Eurylochum. In Homer ( Od.X. 232 Od., 244-60) this is contrived, not by his refusal to drink, but by his remaining without, “ὀϊσάμενος δόλον εἶναι”, and after some time going back to Ulysses at the ship to report the disappearance of his companions.
manerem, Roby, § 1530 c, R. § 641 C. We use for this indifferently either ‘I should have remained’ or ‘I should remain.’ Neither exactly expresses the force of manerem, which as past imperfect is the hypothetical equivalent of manebam. [Maneret Can.7 The verse is not written in M. R.E. ].
certior, ‘informed.’ Cf. xiii.722 n.
pacifer Cyllenius. Cf. xiii.146 n. Mercury is called pacifer because Hermes, with whom he was identified, was the god of persuasive eloquence, who presided over social and especially over diplomatic intercourse (“φίλον κήρυκα, κηρύκων σέβας”, Aesch. Ag.498), and whose characteristic emblem was the caduceus or herald's staff (“εἰρήνης ὅπλον ἀμεμφές”, Hym. XXVII. 7). The serpents entwined about it (originally white ribbons) were interpreted as a symbol of fierce natures subdued to concord. Cf. Plin. H.N. XXIX. 3, 12, § 54.
tenetur, ‘it clings.’294. Apparently Ovid makes Ulysses refuse the cup and anticipate the stroke of the wand. In Homer ( Od.X. 316) he drinks, and Circe strikes him with the words “ἔρχεο νῦν συφεόνδε, μετ᾽ ἄλλων λέξο ἑταίρων”. The drug has no power over him, and he rushes upon her with drawn sword.
coniugii dotem, ‘as the price of his love.’ This was in accordance with Roman ideas: dos illa Romanorum mulierum veluti complementum pretii erat, quo mulieres sibi viros coemebant, et hinc Tacitus tamquam rem a Romanis moribus diversissimam notat quod apud Germanos soli viri sibi coemerint uxores, non uxores viros, Heineccius, Antiqq. Rom. II. viii. 3 a. The passage referred to is Germ.19, dotem non uxor marito, sed uxori maritus offert.sociorum corpora, merely a periphrasis for socios, although it was specially their bodies that needed restoration, “αὐτὰρ νοῦς ἦν ἔμπεδος ὡς τὸ πάρος περ” ( Od.X. 240). In Homer (ib. 342-4) Ulysses at first only makes Circe swear to do himself no hurt; afterwards (ib. 375-87) he refuses to eat and drink with her until she restores his companions to their proper shape.
percutimur caput, ‘we are smitten on the head,’ but the idiom nearest to this reflective use (cf.
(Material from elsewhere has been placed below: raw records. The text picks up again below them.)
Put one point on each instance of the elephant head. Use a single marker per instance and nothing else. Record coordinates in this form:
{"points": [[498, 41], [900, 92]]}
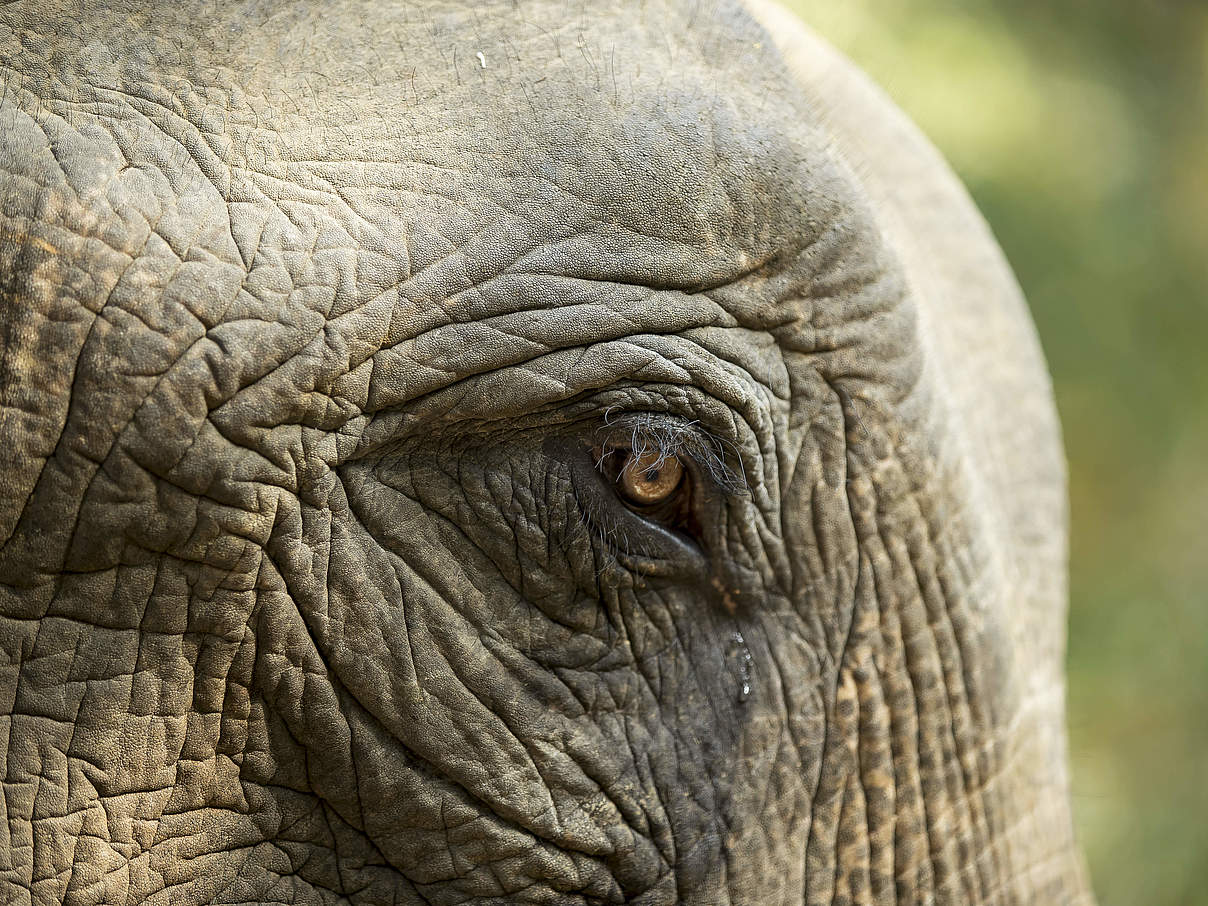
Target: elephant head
{"points": [[510, 452]]}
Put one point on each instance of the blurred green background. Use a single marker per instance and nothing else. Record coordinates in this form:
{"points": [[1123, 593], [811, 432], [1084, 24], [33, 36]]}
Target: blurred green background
{"points": [[1081, 129]]}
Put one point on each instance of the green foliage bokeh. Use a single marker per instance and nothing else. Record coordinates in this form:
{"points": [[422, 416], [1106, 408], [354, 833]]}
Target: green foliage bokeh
{"points": [[1081, 129]]}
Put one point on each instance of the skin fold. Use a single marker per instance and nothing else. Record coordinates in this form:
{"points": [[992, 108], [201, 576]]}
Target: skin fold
{"points": [[324, 329]]}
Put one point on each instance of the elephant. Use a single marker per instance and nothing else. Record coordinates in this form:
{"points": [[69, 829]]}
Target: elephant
{"points": [[511, 452]]}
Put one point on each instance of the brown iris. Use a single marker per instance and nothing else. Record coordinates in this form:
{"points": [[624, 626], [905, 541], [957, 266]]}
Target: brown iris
{"points": [[649, 478]]}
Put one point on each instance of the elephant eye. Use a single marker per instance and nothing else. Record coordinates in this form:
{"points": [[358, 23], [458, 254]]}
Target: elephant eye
{"points": [[651, 482], [649, 478]]}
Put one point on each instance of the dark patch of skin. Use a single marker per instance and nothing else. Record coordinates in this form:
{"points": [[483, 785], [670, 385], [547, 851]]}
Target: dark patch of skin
{"points": [[312, 588]]}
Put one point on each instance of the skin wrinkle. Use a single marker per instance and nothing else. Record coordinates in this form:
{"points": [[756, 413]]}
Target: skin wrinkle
{"points": [[718, 835]]}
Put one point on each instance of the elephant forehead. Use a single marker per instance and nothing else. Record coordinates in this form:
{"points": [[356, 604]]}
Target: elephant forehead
{"points": [[308, 219]]}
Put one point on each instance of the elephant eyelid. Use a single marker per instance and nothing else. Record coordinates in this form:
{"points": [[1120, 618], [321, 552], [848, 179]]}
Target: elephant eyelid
{"points": [[645, 433]]}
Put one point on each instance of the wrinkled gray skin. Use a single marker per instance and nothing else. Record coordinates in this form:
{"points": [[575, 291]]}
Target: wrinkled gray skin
{"points": [[311, 590]]}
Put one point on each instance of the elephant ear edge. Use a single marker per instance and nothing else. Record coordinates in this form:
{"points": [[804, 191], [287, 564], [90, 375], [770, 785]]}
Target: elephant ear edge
{"points": [[974, 325]]}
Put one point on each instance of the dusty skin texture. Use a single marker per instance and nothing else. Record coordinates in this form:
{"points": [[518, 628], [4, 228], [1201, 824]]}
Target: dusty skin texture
{"points": [[314, 586]]}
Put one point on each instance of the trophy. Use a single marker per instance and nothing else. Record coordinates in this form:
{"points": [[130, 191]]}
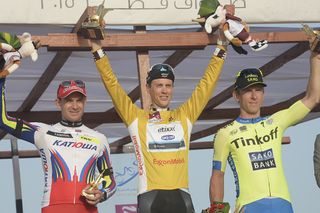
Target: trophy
{"points": [[96, 183], [315, 45], [93, 27]]}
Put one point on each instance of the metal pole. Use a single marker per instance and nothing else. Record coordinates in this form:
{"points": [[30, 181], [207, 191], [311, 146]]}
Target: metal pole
{"points": [[16, 175]]}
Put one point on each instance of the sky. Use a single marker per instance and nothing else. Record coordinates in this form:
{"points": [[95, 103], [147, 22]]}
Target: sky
{"points": [[297, 162]]}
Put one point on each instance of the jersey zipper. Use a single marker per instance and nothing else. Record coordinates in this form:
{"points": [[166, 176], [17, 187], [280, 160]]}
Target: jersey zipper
{"points": [[267, 172]]}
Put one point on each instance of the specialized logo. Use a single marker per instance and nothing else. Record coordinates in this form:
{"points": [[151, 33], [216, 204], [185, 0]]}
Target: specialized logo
{"points": [[72, 144], [257, 140], [59, 134], [262, 160], [45, 166]]}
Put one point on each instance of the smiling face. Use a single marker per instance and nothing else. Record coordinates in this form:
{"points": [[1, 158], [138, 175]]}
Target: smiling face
{"points": [[250, 100], [72, 106], [160, 91]]}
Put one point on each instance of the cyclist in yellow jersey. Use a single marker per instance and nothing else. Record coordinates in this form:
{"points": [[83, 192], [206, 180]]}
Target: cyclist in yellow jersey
{"points": [[252, 145], [161, 137]]}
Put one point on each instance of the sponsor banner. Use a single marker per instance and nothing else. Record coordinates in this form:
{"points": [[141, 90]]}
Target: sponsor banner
{"points": [[154, 12], [126, 208]]}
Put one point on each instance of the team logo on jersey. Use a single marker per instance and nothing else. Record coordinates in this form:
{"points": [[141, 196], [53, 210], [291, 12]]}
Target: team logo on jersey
{"points": [[73, 144], [256, 140], [243, 128], [269, 121], [59, 134], [155, 117], [167, 137], [233, 132], [262, 160], [45, 166]]}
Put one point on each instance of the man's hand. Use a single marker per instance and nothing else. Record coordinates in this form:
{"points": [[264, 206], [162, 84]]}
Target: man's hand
{"points": [[92, 195], [219, 207]]}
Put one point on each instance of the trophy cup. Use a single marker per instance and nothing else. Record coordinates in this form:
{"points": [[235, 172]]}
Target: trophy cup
{"points": [[93, 27], [315, 45], [95, 183]]}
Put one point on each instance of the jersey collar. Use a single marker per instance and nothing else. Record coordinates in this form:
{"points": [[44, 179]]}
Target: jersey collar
{"points": [[70, 124], [249, 120]]}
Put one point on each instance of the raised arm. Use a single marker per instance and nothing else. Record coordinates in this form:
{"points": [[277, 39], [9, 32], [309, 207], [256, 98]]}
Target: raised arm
{"points": [[316, 160], [203, 91], [126, 109], [312, 97], [104, 166], [216, 186], [14, 126]]}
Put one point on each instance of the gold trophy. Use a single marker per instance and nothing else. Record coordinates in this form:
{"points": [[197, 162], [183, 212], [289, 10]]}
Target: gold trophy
{"points": [[93, 27], [94, 184], [315, 35]]}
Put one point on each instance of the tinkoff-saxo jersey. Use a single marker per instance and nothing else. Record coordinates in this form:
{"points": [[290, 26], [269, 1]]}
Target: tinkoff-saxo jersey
{"points": [[252, 148], [161, 139], [72, 157]]}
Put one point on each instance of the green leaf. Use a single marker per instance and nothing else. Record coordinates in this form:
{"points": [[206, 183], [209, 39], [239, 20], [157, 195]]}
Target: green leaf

XIII. 688) is ‘we get our heads struck.’ In Homer ( Od.X. 388-96) the counterchange is effected by a drug only; but there is the detail, which Ovid has not reproduced, that when restored they are “νεώτεροι ἢ πάρος ἦσαν, καὶ πολὺ καλλίονες καὶ μείζονες εἰσοράασθαι”.
quo . . . hoc, R. § 496.
lacertis bracchia. Both words are proper to the human shape, and so carry on the narrative; ‘upper arms are there, and fore arms below them.’305-7. Their haste to thank Ulysses is a touch added by Ovid, but he omits Circe's emotion: “ἔγνωσαν δέ μ᾽ ἐκεῖνοι, ἔφυν τ᾽ ἐν χέρσιν ἕκαστος. πᾶσιν δ᾽ ἱμερόεις ὑπέδυ γόος, ἀμφὶ δὲ δῶμα σμερδαλέον κανάχιζε. θεὰ δ᾽ ἐλέαιρε καὶ αὐτή.” Od.X. 397-9.
praesens, ‘with my own eyes.’
ad talia sacra, such rites as Circe practised, those of magic.
picum. The woodpecker was a bird of importance in augury, sacred to Mars, and fabled to have joined the shewolf in feeding the twins Romulus and Remus, Fast.III. 54.
quis foret, depending on quaerenti (sc. mihi), R. § 750.